1. Bizarre religious practices of the Jehovah's Witnesses produce rebellious and anti-social school children and consequently disloyal and mutant Filipino citizens.
2. There are no new and valid grounds to sustain the charges of the Jehovah's Witnesses that the DECS rules and regulations on the flag salute ceremonies are violative of their freedom of religion and worship.
3. The flag salute is devoid of any religious significance; instead, it inculcates respect and love of country, for which the flag stands.
4. The State's compelling interests being pursued by the DECS' lawful regulations in question do not warrant exemption of the school children of the Jehovah's Witnesses from the flag salute ceremonies on the basis of their own self-perceived religious convictions.
5. The issue is not freedom of speech but enforcement of law and jurisprudence.
6. State's power to regulate repressive and unlawful religious practices justified, besides having scriptural basis.
7. The penalty of expulsion is legal and valid, more so with the enactment of Executive Order No. 292 (the Administrative Code of 1987). But the petitioners argued that even though they do not take part at compulsory flag ceremony they still show respect by standing quietly during the flag ceremony and having attention and not engaging in "external acts" or actions that would offend the heart of the countrymen who believe that expressing their love of the county through observance of flag ceremony.

Three questions were presented:

1. Whether or not school children who were members who are members of a religious sect may be expelled from school for disobedience to Republic Act No. 1265 and Department Order No. 8, Series of 1955
2. Whether or not the expulsion of the Students in refusing to participate in the Flag Ceremony in compliance with the teaching of the Jehovah’s Witnesses violates their Right to Freedom of Religion.
3. Whether or not the expulsion of the students is unconstitutional.

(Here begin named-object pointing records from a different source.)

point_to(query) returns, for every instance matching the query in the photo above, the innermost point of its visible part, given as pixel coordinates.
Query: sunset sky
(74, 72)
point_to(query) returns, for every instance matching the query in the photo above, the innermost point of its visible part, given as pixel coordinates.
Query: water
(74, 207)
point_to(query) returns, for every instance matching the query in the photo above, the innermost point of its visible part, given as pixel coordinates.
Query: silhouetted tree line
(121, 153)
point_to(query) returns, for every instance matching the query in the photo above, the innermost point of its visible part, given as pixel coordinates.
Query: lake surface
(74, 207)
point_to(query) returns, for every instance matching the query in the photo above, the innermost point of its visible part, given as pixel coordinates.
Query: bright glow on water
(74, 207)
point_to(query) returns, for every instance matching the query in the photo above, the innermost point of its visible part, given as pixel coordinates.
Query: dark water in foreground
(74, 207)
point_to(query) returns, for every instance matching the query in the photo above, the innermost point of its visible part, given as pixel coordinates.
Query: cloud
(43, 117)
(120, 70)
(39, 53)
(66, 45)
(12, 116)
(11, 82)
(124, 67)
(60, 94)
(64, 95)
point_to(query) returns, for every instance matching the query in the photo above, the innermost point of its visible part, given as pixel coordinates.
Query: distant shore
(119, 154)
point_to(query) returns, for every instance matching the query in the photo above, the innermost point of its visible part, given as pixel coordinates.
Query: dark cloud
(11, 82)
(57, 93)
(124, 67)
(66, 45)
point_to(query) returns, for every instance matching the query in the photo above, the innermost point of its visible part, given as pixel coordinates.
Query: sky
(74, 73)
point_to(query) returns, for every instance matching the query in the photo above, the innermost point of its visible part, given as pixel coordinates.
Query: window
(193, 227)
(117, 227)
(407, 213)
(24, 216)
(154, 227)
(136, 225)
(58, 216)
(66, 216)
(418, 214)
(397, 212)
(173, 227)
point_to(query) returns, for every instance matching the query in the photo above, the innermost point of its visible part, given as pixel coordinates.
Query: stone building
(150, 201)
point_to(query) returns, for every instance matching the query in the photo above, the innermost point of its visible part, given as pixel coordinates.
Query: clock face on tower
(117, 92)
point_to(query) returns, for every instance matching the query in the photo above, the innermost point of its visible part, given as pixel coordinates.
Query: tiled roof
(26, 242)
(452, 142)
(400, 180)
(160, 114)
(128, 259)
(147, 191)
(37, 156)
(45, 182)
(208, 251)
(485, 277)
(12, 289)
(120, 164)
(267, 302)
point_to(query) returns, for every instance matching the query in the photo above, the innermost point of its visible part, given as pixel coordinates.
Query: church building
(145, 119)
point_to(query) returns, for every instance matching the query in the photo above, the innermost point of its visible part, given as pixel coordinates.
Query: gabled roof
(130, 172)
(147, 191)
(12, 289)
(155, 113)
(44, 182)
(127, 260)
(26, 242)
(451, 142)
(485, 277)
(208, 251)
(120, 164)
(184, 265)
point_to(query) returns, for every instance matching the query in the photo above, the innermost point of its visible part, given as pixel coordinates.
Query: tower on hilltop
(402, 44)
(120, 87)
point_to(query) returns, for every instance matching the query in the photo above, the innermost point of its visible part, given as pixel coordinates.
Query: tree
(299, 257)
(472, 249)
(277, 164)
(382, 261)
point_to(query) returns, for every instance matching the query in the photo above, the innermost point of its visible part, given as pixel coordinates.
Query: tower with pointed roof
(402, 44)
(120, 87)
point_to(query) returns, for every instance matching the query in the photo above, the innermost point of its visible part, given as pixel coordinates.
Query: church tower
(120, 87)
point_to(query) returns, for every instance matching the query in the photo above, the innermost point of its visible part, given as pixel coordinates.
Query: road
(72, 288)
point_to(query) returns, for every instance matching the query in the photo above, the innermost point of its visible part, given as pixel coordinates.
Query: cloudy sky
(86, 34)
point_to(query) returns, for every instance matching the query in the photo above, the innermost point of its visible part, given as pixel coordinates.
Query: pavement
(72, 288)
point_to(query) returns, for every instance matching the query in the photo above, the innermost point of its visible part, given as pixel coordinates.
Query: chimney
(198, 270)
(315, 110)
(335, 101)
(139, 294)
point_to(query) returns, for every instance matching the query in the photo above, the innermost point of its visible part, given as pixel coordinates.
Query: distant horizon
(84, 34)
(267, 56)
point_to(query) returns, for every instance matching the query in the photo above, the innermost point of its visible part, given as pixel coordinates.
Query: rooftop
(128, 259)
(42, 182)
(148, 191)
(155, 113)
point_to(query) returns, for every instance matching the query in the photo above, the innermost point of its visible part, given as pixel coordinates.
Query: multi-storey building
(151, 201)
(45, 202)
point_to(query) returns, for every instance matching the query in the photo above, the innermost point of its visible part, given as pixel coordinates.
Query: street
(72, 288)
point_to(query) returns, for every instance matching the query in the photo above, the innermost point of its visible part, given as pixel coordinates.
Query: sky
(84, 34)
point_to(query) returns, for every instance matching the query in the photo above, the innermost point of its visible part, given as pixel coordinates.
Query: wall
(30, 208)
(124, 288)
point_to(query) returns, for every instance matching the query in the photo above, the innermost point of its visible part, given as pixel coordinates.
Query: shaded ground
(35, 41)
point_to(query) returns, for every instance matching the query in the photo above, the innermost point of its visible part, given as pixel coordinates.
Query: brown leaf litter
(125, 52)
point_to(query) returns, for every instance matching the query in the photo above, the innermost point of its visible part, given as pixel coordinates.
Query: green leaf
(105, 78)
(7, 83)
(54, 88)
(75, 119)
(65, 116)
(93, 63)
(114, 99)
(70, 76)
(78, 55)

The Supreme Court ruled in favor of Ebralinag and the other expelled students, with the court ruling that "a similar exemption may be accorded to the Jehovah's Witnesses with regard to the observance of the flag ceremony out of respect for their religious beliefs, however 'bizarre' those beliefs may seem to others. Nevertheless, their right not to participate in the flag ceremony does not give them a right to disrupt such patriotic exercises." The Supreme Court further contended that the expulsion orders of the students who were members of Jehovah's Witnesses violated their right as a Filipino citizen under Section 1, Article 14 of the 1987 Constitution that seeks to "protect and promote the right of all citizens to quality education.....and to make such education accessible to all." The court also declared that the expulsion order was unconstitutional and violated their right of freedom of religion.

In his concurring opinion, Associate Justice Isagani Cruz said that "..freedom of choice guarantees the liberty of the religious conscience and prohibits any degree of any compulsion or burden, whether direct or indirect, in the practice of one's religion."